Who was Clytie? Clytie was a nymph and good friend of Daphne, both of whom knew Apollo. Unlike Daphne, she actually thought Apollo was pretty cool and let him know as much, even though he chased anything in a chiton; but Apollo wasn't interested in Clytie, probably because, well, because she was actually interested in him and he was more interested in women who weren't interested in him and who would go to great lengths to get away from him (something about "the chase" I'm told) - Daphne turned in to a tree, for example. Anyway, Apollo said, "No thanks." But poor Clytie was severely co-dependent (she probably came from a dysfunctional family; you know the type) and wouldn't give up; instead of benefiting from some individual or group psychotherapy or some prescription medication, she sat herself on a hill for nine days, subsisting solely on the morning dew, watching the Chariot of the Sun cross the sky on its daily route. (Yes, in our day and age, this would be stalking and Apollo would take out a PPO against her.) In the end, she turned into a flower that follows the sun, our most common modern interpretation being the sunflower, which did not exist in the ancient old world.

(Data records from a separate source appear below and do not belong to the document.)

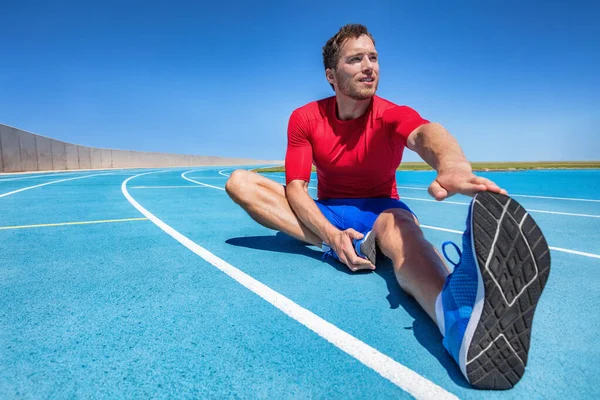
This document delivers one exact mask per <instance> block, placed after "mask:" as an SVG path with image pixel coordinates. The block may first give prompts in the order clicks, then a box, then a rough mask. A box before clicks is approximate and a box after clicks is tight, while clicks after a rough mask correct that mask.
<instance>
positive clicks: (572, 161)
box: [254, 161, 600, 172]
mask: <svg viewBox="0 0 600 400" xmlns="http://www.w3.org/2000/svg"><path fill="white" fill-rule="evenodd" d="M471 166H472V167H473V170H474V171H523V170H530V169H600V161H534V162H473V163H471ZM312 170H313V172H315V171H316V169H315V167H314V166H313V168H312ZM431 170H432V168H431V167H430V166H429V165H427V164H426V163H424V162H403V163H402V164H400V167H398V171H431ZM254 171H256V172H285V168H284V167H271V168H258V169H255V170H254Z"/></svg>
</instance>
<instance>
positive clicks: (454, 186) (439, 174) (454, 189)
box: [428, 165, 507, 201]
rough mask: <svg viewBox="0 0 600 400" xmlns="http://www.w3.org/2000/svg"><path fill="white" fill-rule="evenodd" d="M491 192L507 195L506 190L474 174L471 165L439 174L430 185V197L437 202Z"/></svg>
mask: <svg viewBox="0 0 600 400" xmlns="http://www.w3.org/2000/svg"><path fill="white" fill-rule="evenodd" d="M488 190H489V191H490V192H495V193H502V194H507V192H506V190H504V189H501V188H500V187H499V186H498V185H496V184H495V183H494V182H492V181H491V180H489V179H487V178H483V177H481V176H477V175H475V174H473V171H472V169H471V166H470V165H457V166H455V167H451V168H446V169H444V170H440V171H439V172H438V176H437V178H436V179H435V180H434V181H433V182H432V183H431V185H429V190H428V192H429V195H431V197H433V198H435V199H436V200H438V201H440V200H444V199H446V198H448V197H450V196H453V195H455V194H464V195H467V196H474V195H475V194H476V193H478V192H484V191H488Z"/></svg>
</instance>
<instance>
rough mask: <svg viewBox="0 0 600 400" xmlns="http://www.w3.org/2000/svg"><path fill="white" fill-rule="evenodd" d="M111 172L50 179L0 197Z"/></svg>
mask: <svg viewBox="0 0 600 400" xmlns="http://www.w3.org/2000/svg"><path fill="white" fill-rule="evenodd" d="M111 174H112V173H111V172H106V173H104V174H94V175H84V176H77V177H75V178H67V179H59V180H56V181H50V182H46V183H40V184H39V185H35V186H28V187H25V188H22V189H18V190H13V191H12V192H8V193H4V194H0V197H6V196H10V195H11V194H15V193H19V192H24V191H26V190H30V189H35V188H38V187H42V186H46V185H53V184H55V183H60V182H66V181H74V180H76V179H85V178H93V177H94V176H102V175H111Z"/></svg>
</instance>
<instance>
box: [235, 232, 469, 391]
mask: <svg viewBox="0 0 600 400" xmlns="http://www.w3.org/2000/svg"><path fill="white" fill-rule="evenodd" d="M226 243H227V244H230V245H233V246H239V247H246V248H250V249H256V250H263V251H272V252H278V253H292V254H299V255H303V256H307V257H311V258H314V259H317V260H321V259H323V252H322V251H320V250H316V249H315V248H314V247H312V246H310V245H307V244H305V243H302V242H301V241H299V240H296V239H294V238H292V237H290V236H288V235H286V234H284V233H281V232H277V234H275V235H268V236H249V237H238V238H232V239H228V240H226ZM323 261H324V262H327V263H328V264H329V265H331V266H332V267H334V268H335V269H337V270H338V271H340V272H343V273H346V274H369V273H371V272H370V271H359V272H352V271H350V270H349V269H348V268H347V267H346V266H345V265H344V264H342V263H340V262H338V261H336V260H335V259H333V258H331V257H328V258H326V259H325V260H323ZM377 265H378V267H377V269H376V270H375V273H376V274H377V275H379V276H380V277H381V278H382V279H383V280H384V281H385V282H386V285H387V290H388V295H387V296H386V298H387V300H388V302H389V304H390V308H392V309H396V308H399V307H400V306H402V308H403V309H404V310H406V312H408V313H409V314H410V316H411V317H412V318H413V319H414V321H413V324H412V326H411V327H406V328H405V329H410V330H412V331H413V333H414V335H415V338H416V339H417V341H418V342H419V343H420V344H421V345H422V346H423V347H424V348H425V349H427V350H428V351H429V352H430V353H431V355H433V356H434V357H435V358H436V359H437V360H438V361H439V362H440V364H442V366H443V367H444V368H445V369H446V371H447V372H448V375H449V376H450V378H451V379H452V380H453V381H454V383H456V384H457V385H459V386H462V387H466V388H469V387H470V385H469V384H468V382H467V381H466V380H465V378H464V377H463V375H462V373H461V372H460V369H459V368H458V365H457V364H456V363H455V362H454V360H453V359H452V358H451V357H450V355H449V354H448V352H447V351H446V349H445V348H444V346H443V344H442V335H441V334H440V331H439V329H438V327H437V325H436V324H435V323H434V322H433V321H432V320H431V319H430V318H429V316H428V315H427V313H426V312H425V311H423V310H422V309H421V306H419V304H418V303H417V302H416V301H415V300H414V299H413V298H412V297H411V296H409V295H408V294H406V293H405V292H404V291H403V290H402V289H400V286H399V285H398V282H397V281H396V276H395V274H394V269H393V266H392V263H391V261H390V260H389V259H388V258H386V257H384V256H380V257H378V259H377Z"/></svg>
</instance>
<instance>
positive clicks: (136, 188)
mask: <svg viewBox="0 0 600 400" xmlns="http://www.w3.org/2000/svg"><path fill="white" fill-rule="evenodd" d="M131 188H132V189H184V188H185V189H198V188H200V186H198V185H185V186H132V187H131Z"/></svg>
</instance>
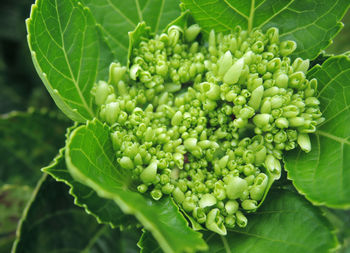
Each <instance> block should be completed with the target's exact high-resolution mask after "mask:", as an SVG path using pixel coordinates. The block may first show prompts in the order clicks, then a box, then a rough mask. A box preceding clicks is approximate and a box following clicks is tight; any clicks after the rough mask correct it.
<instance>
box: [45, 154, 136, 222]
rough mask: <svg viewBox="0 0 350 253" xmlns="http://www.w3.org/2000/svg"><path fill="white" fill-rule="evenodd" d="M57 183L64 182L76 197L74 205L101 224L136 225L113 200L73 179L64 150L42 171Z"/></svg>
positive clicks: (69, 191) (133, 221) (74, 200)
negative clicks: (64, 156)
mask: <svg viewBox="0 0 350 253" xmlns="http://www.w3.org/2000/svg"><path fill="white" fill-rule="evenodd" d="M42 170H43V171H44V172H46V173H48V174H50V175H51V176H52V177H53V178H55V179H56V180H57V181H60V182H64V183H65V184H67V185H68V186H69V187H70V190H69V193H70V194H71V195H72V196H73V197H74V203H75V204H76V205H78V206H80V207H83V208H84V209H85V211H86V212H87V213H89V214H91V215H93V216H94V217H95V218H96V219H97V221H98V222H99V223H105V224H109V225H110V226H111V227H119V226H120V225H123V226H125V225H128V224H129V223H135V222H134V218H133V217H132V216H126V215H125V214H124V213H123V212H122V211H121V210H120V208H119V207H118V206H117V205H116V203H115V202H114V201H113V200H110V199H105V198H100V197H99V196H97V194H96V192H95V191H94V190H92V189H91V188H89V187H87V186H86V185H84V184H81V183H80V182H77V181H76V180H74V179H73V178H72V176H71V175H70V173H69V172H68V170H67V166H66V163H65V160H64V149H61V150H60V152H59V154H58V155H57V156H56V158H55V159H54V161H53V162H52V163H51V164H50V165H49V166H47V167H45V168H43V169H42Z"/></svg>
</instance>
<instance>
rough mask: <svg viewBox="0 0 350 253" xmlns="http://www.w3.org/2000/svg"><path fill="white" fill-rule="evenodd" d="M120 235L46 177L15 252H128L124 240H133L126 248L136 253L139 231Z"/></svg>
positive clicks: (20, 237) (19, 234)
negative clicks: (95, 218)
mask: <svg viewBox="0 0 350 253" xmlns="http://www.w3.org/2000/svg"><path fill="white" fill-rule="evenodd" d="M121 234H122V233H121V232H120V231H118V230H117V231H116V230H112V229H110V228H108V226H106V225H100V224H98V223H97V222H96V220H95V219H94V218H93V217H92V216H90V215H87V214H86V213H85V212H84V211H83V210H82V209H81V208H79V207H76V206H75V205H74V204H73V199H72V197H71V196H69V194H68V187H67V186H66V185H64V184H63V183H57V182H55V181H54V180H53V179H52V178H51V177H47V175H44V176H43V178H42V179H41V180H40V182H39V183H38V186H37V188H36V190H35V193H34V194H33V196H32V200H31V202H30V204H29V205H28V207H27V209H26V210H25V212H24V215H23V217H22V219H21V222H20V225H19V228H18V231H17V240H16V242H15V244H14V247H13V249H12V252H13V253H15V252H17V253H19V252H36V253H41V252H43V253H47V252H72V253H75V252H77V253H78V252H96V253H97V252H105V253H109V252H125V250H122V249H123V247H124V246H123V244H124V243H125V242H122V240H123V239H124V238H128V240H129V242H130V239H132V241H133V242H132V243H128V244H127V245H128V247H130V251H131V252H136V247H135V246H134V245H135V244H136V242H137V237H138V235H139V231H133V234H134V236H132V234H130V233H129V234H128V235H126V236H122V235H121ZM111 237H113V239H112V238H111ZM133 249H134V250H133Z"/></svg>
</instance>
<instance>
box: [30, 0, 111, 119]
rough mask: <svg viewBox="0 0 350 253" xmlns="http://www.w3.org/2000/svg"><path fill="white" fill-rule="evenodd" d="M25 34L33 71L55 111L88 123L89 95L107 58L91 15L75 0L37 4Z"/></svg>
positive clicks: (49, 2)
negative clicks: (87, 122) (44, 87)
mask: <svg viewBox="0 0 350 253" xmlns="http://www.w3.org/2000/svg"><path fill="white" fill-rule="evenodd" d="M27 30H28V43H29V47H30V50H31V54H32V58H33V62H34V65H35V67H36V70H37V72H38V74H39V75H40V77H41V79H42V81H43V82H44V84H45V86H46V88H47V89H48V91H49V93H50V94H51V96H52V98H53V99H54V100H55V102H56V104H57V105H58V107H59V108H60V109H61V110H62V111H63V112H64V113H65V114H67V116H68V117H70V118H71V119H72V120H75V121H79V122H84V121H86V120H87V119H91V118H92V117H93V116H94V111H93V109H92V102H93V96H92V94H91V93H90V91H91V88H92V86H93V84H94V82H95V79H96V76H98V75H99V72H101V71H102V72H103V71H105V70H103V69H101V66H100V65H101V64H102V63H101V61H100V60H99V59H100V58H105V60H104V61H107V58H108V57H110V55H109V54H105V53H106V52H107V51H106V50H103V49H104V48H105V47H106V46H105V45H103V40H102V39H101V38H99V33H98V31H97V30H96V26H95V21H94V18H93V16H92V15H91V13H90V11H89V10H88V9H86V8H84V7H83V6H82V5H81V4H80V3H79V2H77V1H74V0H60V1H55V0H37V1H36V4H35V5H33V6H32V12H31V16H30V18H29V19H28V20H27ZM101 44H102V45H101ZM100 47H101V48H102V49H100ZM108 61H109V62H111V61H112V59H109V60H108ZM104 65H105V64H102V66H104ZM105 67H106V66H105ZM105 77H106V76H105Z"/></svg>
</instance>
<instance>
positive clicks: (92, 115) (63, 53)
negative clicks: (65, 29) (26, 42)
mask: <svg viewBox="0 0 350 253" xmlns="http://www.w3.org/2000/svg"><path fill="white" fill-rule="evenodd" d="M57 6H58V2H57V0H55V10H56V15H57V22H58V26H59V29H60V37H61V43H62V52H63V55H64V58H65V61H66V63H67V66H68V69H69V72H70V75H71V79H72V81H73V84H74V86H75V88H76V90H77V92H78V95H79V98H80V100H81V101H82V103H83V107H84V108H85V109H86V111H87V112H88V113H89V115H90V116H91V117H94V113H93V112H92V110H91V108H90V107H89V106H88V104H87V102H86V100H85V98H84V96H83V94H82V92H81V90H80V87H79V84H78V81H79V78H80V70H81V63H82V55H81V57H80V60H79V62H80V63H79V71H78V73H79V74H78V80H75V77H74V74H73V70H72V67H71V64H70V62H69V59H68V55H67V52H66V49H65V48H66V47H65V43H64V38H63V34H64V33H63V29H62V24H61V20H60V16H59V13H58V8H57ZM73 11H74V8H73V10H72V12H73ZM83 16H84V20H85V23H86V16H85V15H83ZM69 22H70V18H69V20H68V22H67V26H68V24H69ZM45 25H46V23H45ZM86 26H87V24H86V25H85V28H84V31H83V40H82V41H83V43H84V39H85V33H86ZM64 30H65V29H64ZM83 50H84V47H83V46H82V47H81V54H82V51H83ZM85 85H87V84H85Z"/></svg>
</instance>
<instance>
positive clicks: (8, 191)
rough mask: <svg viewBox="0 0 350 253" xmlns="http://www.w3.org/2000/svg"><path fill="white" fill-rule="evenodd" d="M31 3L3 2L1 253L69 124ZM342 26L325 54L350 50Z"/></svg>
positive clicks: (0, 180)
mask: <svg viewBox="0 0 350 253" xmlns="http://www.w3.org/2000/svg"><path fill="white" fill-rule="evenodd" d="M33 1H34V0H16V1H14V0H1V8H0V161H1V162H0V252H9V251H10V249H11V245H12V242H13V240H14V238H15V231H16V227H17V222H18V220H19V219H20V216H21V214H22V211H23V209H24V207H25V205H26V203H27V201H28V199H29V198H30V196H31V193H32V192H33V189H34V187H35V183H36V181H37V180H38V179H39V178H40V176H41V172H40V168H41V167H43V166H45V165H47V164H49V162H50V161H51V160H52V158H53V157H54V155H55V153H56V152H57V150H58V148H60V147H62V146H63V144H64V132H65V129H66V127H67V126H69V125H70V124H71V122H70V121H69V120H67V119H66V118H65V116H64V115H62V114H61V113H60V112H58V110H57V107H56V106H55V104H54V103H53V101H52V99H51V98H50V96H49V94H48V92H47V91H46V89H45V87H44V85H43V84H42V82H41V80H40V78H39V77H38V75H37V73H36V71H35V69H34V66H33V63H32V60H31V56H30V52H29V49H28V45H27V38H26V36H27V35H26V25H25V19H26V18H28V17H29V15H30V6H31V4H32V3H33ZM343 23H344V24H345V27H344V29H343V30H342V31H341V32H340V33H339V34H338V36H337V37H336V38H335V39H334V43H333V44H332V45H331V46H330V47H329V48H328V49H327V50H326V53H329V54H341V53H343V52H346V51H350V13H347V14H346V15H345V17H344V19H343ZM28 108H31V109H30V110H29V111H28ZM43 108H44V109H43ZM12 111H20V112H21V113H15V114H14V113H10V112H12ZM33 117H35V120H34V121H35V122H34V123H33V120H32V118H33ZM48 124H50V125H48ZM347 219H349V217H347ZM342 220H343V221H344V219H342ZM349 223H350V222H349Z"/></svg>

I created my first Clytie in time for my first show back in 1995, where she was part of the "Girls Gone Wrong" wall, along with Arachne and Medusa (talk about a girl gone wrong!) I started out using my own face, of which I had a mold, but while I was working at Honigman Miller (don't ask!), I met my friend Tia Nero, and asked her to be my Sunflower Girl. I had gotten the mold for the male mask some years previously when my friend Jeanne Galloway's stockbroker, Jose Vasquez, consented to be our victim.
For this pair of masks, one of six designs I've developed for this series, I used a cake tip and slip to apply rosettes of clay to the surface that would look somewhat like the disk flowers on a sunflower. I use red iron oxide (RIO) precipitate for the petals. This is applied in the same manner as the Mason Stains, although I don't wipe off any access. (This stuff really stains, so try not to spill!) The RIO gives the clay an interesting bluish metallic quality many folks find interesting and is one of the more popular for my sunflower pieces.